Lo único que veía ahora de él era el farol de popa. Las tinieblas habían engullido hacía mucho rato la cabeza de minotauro y todo lo demás de a bordo, incluyendo al joven gigante, alto como un minotauro, que paseaba por el puente.
El Minotauro había enviado a su heredero al mar, probablemente en busca de Jemar más que de lo que había encontrado. El heredero había sobrevivido incluso a esta inesperada reunión, gracias al favor de los dioses y muy probablemente a la ignorancia de los sacerdotes de Zeboim.
Tarothin había utilizado el trance de detectar conjuros con moderación desde la primera vez, pero no en los últimos días. Los sacerdotes de Zeboim parecían tranquilos, por el momento, y el mago habría dado diez años de su vida por conocer la razón.
¿Creían que ya habían obtenido la victoria, sin ninguna necesidad de esforzarse? ¿O estaban ahorrando fuerzas para librar las batallas desesperadas que preveían?
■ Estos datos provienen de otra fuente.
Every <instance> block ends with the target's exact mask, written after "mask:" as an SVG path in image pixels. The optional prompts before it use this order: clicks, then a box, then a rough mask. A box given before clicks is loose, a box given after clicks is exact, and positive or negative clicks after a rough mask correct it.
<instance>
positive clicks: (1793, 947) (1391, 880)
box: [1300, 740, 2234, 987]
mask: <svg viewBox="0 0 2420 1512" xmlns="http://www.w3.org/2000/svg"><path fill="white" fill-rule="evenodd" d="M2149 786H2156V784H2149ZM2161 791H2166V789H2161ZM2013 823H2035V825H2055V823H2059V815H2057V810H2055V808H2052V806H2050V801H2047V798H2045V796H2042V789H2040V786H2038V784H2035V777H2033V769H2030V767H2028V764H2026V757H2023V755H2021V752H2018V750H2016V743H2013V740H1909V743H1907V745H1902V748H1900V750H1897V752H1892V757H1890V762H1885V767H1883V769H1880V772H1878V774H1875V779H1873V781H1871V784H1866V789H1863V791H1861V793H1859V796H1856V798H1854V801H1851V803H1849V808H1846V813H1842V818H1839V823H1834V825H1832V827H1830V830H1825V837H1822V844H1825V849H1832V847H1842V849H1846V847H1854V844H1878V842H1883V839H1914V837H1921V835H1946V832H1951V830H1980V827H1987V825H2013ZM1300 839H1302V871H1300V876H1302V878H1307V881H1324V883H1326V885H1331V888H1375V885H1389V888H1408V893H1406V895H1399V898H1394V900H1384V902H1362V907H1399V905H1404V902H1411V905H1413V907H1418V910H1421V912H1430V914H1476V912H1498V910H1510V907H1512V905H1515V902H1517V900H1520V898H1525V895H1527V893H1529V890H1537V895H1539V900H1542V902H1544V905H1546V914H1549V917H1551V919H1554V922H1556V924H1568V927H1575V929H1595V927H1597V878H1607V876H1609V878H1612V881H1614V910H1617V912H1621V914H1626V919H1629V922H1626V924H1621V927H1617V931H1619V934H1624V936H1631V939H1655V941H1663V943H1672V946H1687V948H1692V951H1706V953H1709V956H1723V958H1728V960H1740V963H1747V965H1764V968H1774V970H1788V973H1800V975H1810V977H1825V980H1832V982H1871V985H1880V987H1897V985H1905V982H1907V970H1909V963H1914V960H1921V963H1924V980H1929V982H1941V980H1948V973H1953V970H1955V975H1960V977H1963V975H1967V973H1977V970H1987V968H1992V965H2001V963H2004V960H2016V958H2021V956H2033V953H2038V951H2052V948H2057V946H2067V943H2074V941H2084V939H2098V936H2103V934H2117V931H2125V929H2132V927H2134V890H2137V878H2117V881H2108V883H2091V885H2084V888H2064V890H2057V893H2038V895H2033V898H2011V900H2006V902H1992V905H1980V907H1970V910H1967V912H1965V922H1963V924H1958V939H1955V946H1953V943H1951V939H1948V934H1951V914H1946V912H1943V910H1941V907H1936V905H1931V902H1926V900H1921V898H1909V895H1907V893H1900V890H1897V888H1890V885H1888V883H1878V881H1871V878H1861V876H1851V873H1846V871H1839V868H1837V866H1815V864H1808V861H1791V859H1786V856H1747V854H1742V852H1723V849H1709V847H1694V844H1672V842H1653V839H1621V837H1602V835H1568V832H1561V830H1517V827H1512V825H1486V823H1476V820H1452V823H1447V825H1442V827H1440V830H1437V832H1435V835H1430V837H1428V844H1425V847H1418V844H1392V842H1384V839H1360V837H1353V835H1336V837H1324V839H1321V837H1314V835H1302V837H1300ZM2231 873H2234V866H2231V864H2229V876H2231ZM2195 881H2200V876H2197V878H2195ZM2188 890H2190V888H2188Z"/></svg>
Eso, naturalmente, dependía de cómo definieran la victoria… y Tarothin no se atrevería a jugar a las adivinanzas en este tema. Los sacerdotes de Zeboim eran los más reservados de todos, y unos enviados por mar con todas las restricciones anuladas por orden del Príncipe de los Sacerdotes probablemente desafiarían la comprensión humana normal e incluso la de los magos.
Sin embargo, si Tarothin no podía comprenderlos, al menos podía transmitir un aviso. El mago Túnica Roja repasó mentalmente el cálculo que había efectuado sobre la distancia hasta el barco de Waydol. No era un nadador consumado, pues había aprendido a nadar a una edad tardía de la vida, pero ya no era como cuando se embarcó en el Copa de Oro en el viaje al golfo del Cráter, un hombre que se habría hundido como una piedra si hubiera caído por la borda.
Además, el agua estaba más caliente que más al sur, el viento era suave y la oscuridad ideal para ocultar su fuga. Si lograba abandonar el barco sin chapoteos que dieran la alarma y atrajeran botes empeñados en encontrarlo…
Botes. Como muchas naves de la flota, el Orgullo de las Montañas llevaba a remolque un par de barcazas aptas para la navegación marina, a vela o a remo, y capaces de transportar pesados cargamentos de soldados o provisiones. Los cables de sirga partían del centro del barco. Si podía descender por uno de ellos sin ser visto, y después deslizarse silenciosamente de la barcaza al agua…
Tarothin comprendió que era una de esas decisiones que deben traducirse en actos antes de que pensar en ello consuma el valor necesario para intentarlo siquiera. Llevaba consigo su bastón y una bolsa de hierbas para ciertos conjuros cerrada herméticamente de la que nunca se separaba, ni siquiera cuando se bañaba.
Nunca estaría más preparado que entonces para partir. Se negó a pensar en perderse, en tropezarse con peces hambrientos, en permanecer tanto tiempo en el agua que el frío lo debilitara.
En su lugar, esperó hasta que nadie miraba hacia babor. Se encaramó a la borda, rodeó el cable de sirrga con los brazos y las piernas y empezó a deslizarse torpemente hacia la barcaza.